Le Blanc was an early champion of Chardin, and his two letters on the Paris Salons, of 1747 and 1753 are a guide to enlightened contemporary taste and the defense of the Académie royale de peinture et de sculpture, whose members had the exclusive right to exhibit at the Paris Salon.

He was selected by Mme de Pompadour to accompany her brother Abel-François Poisson, future marquis de Marigny, on an educational trip to Italy in 1749–51, to prepare him for his post as director of the Bâtiments du Roi.

Le Blanc translated David Hume's Political Discourses (1752), and was entrusted, on leaving England, with a copy of Hume's History intended for Voltaire.

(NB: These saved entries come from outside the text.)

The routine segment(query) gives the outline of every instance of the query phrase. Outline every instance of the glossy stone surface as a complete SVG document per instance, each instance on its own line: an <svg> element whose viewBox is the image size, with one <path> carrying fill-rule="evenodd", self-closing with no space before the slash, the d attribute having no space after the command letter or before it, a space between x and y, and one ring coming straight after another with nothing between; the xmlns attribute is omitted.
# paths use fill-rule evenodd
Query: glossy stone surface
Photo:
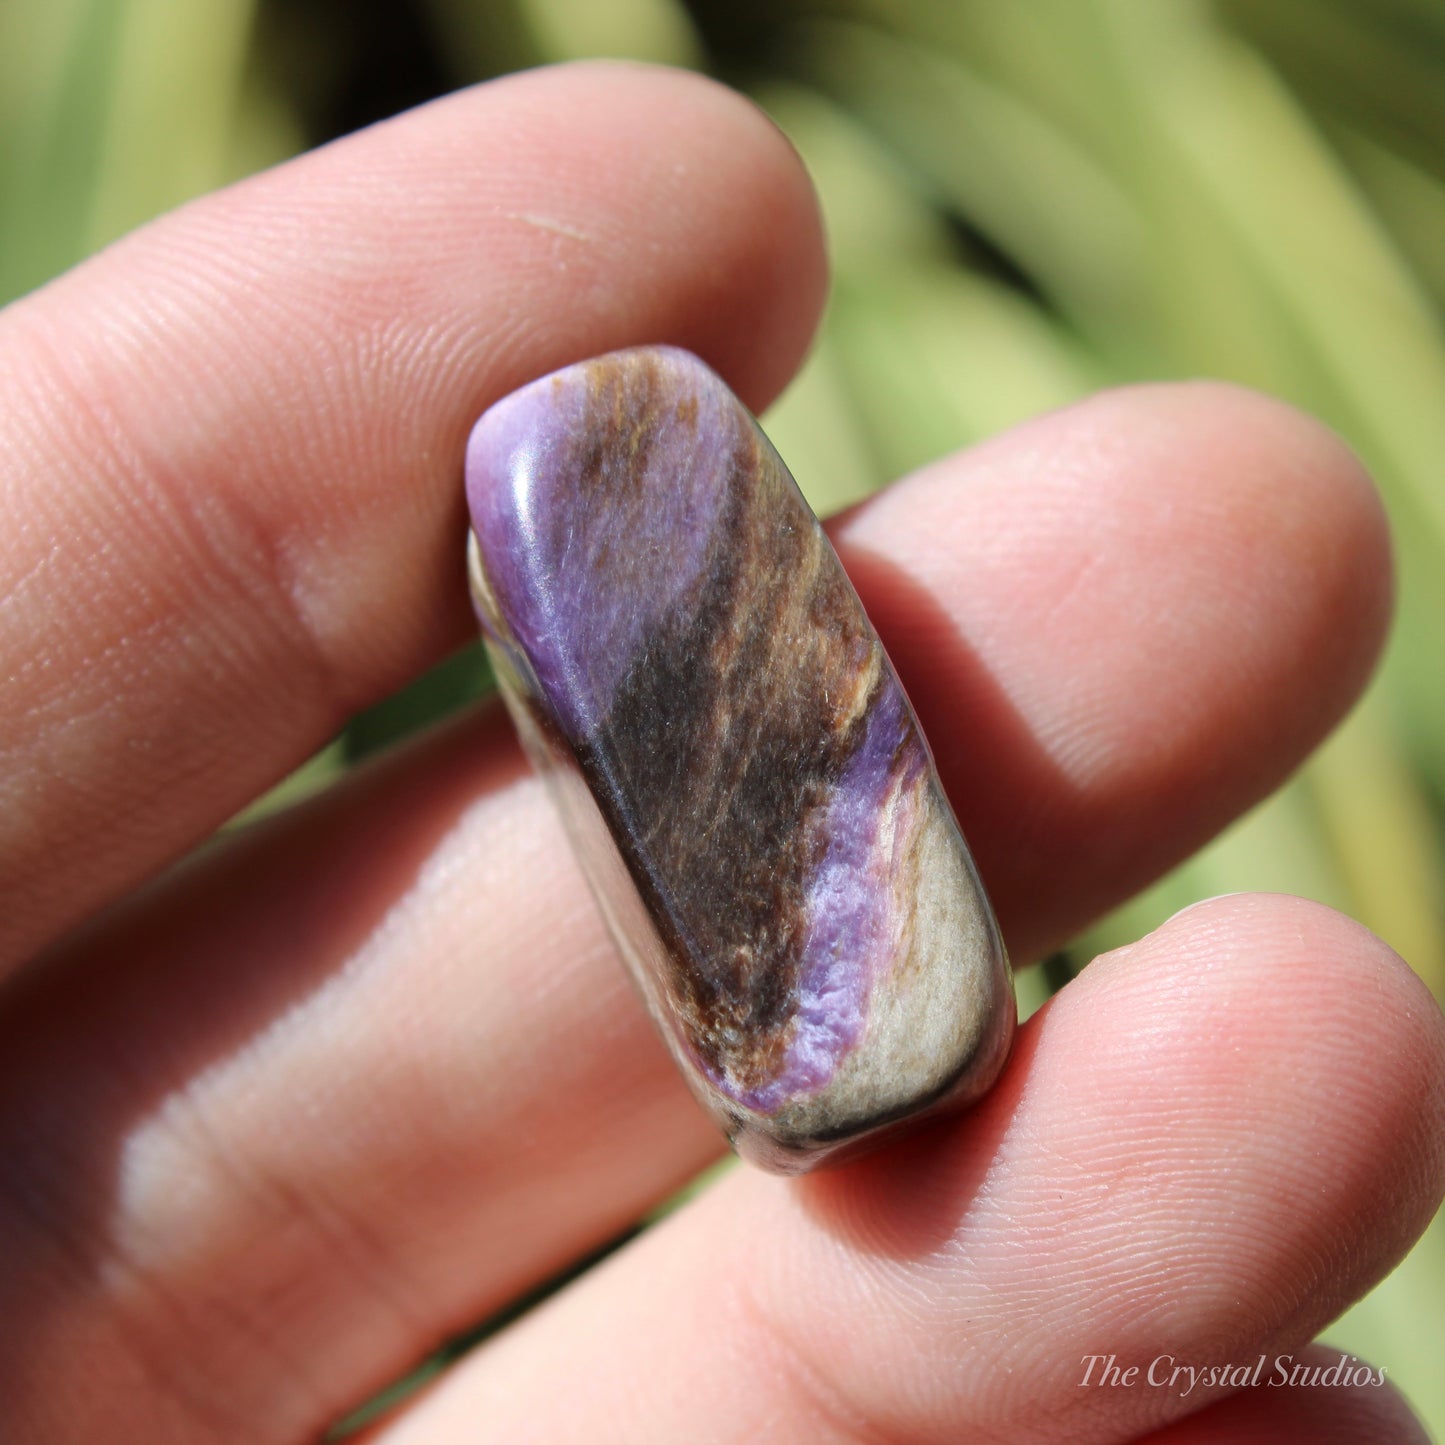
<svg viewBox="0 0 1445 1445"><path fill-rule="evenodd" d="M697 358L523 387L467 450L504 695L738 1151L796 1172L976 1098L998 929L908 700L756 422Z"/></svg>

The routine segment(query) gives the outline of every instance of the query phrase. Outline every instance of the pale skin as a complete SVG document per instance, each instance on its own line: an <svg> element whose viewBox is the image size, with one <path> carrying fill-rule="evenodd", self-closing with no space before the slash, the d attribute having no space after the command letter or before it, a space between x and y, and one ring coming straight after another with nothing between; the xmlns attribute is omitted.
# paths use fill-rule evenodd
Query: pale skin
<svg viewBox="0 0 1445 1445"><path fill-rule="evenodd" d="M490 401L655 341L761 409L825 284L766 121L599 66L351 138L0 315L7 1440L314 1439L717 1156L494 708L165 870L467 635ZM1045 417L833 535L1021 963L1297 766L1390 611L1350 453L1208 383ZM369 1438L1422 1439L1389 1388L1079 1381L1310 1358L1438 1203L1442 1105L1384 944L1205 903L1093 962L971 1114L735 1172Z"/></svg>

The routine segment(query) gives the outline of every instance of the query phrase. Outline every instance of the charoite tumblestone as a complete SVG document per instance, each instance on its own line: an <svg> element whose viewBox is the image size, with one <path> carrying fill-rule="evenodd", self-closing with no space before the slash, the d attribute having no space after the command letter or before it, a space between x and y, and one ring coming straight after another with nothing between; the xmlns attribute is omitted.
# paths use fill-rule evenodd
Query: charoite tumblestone
<svg viewBox="0 0 1445 1445"><path fill-rule="evenodd" d="M669 347L493 406L467 449L502 690L694 1092L794 1172L969 1102L1013 1033L928 747L757 423Z"/></svg>

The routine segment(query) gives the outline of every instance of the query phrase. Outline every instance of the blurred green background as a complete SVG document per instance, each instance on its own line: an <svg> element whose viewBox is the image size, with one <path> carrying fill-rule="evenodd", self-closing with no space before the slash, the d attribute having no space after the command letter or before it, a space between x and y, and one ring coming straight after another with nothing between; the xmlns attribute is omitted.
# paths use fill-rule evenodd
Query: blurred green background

Le Blanc's portrait, by Maurice Quentin de La Tour, is at Saint-Quentin.

==Selected publications==
- Élégies de Mr. L*. B*., avec un Discours sur ce genre de poésie et quelques autres pièces du mesme auteur..., Chaubert, ed., (Paris 1731).
- Lettres d'un François, J. Neaulme, ed, (The Hague 1745). 3 vols. Republished at least twice, as Lettres de M. l'abbé Le Blanc, 1751 and 1758, and translated by Le Blanc himself as Letters on the English and French nations, including a letter from Voltaire, dated 12 January 1746, (London: J. Brindley, 1747).
- Lettre sur l'exposition des ouvrages de peinture, sculpture &c, de l'Année 1747, Et en géneral, sur l'utilité de ces sortes d'expositions (Paris 1747) a response to the previous year's criticism of the Paris Salon by M. La Font de Saint-Yenne.
- Observations sur les Ouvrages de l'Académie de peinture et de sculpture (1753)
- Translated David Hume, Discours politiques de M. Hume (Amsterdam 1754).
- Translated John Tell Truth as Le Patriote anglois, ou Réflexions sur les hostilités que la France reproche à l'Angleterre et sur la réponse de nos ministres au dernier Mémoire de S. M. T. C., (Geneva 1756).
- Dialogues sur les mœurs des Anglois, et sur les voyages considérés comme faisant partie de l'éducation de la jeunesse, Barthelemi Hochereau le jeune, éditeur, 9Paris: Hochereau) 1765. Le Blanc's English translation was published in London.
- Aben Saïd, empereur des Mogols, tragédie en cinq actes et en vers..., (Paris: Prault) 1776.

All the available letters, preceded by a full-length introductory study, are in Hélène Monod-Cassidy, Un Voyageur-philosophe au XVIIIème siècle: l'abbé Jean-Bernard Le Blanc (Harvard Studies in Comparative Literature 17) 1941.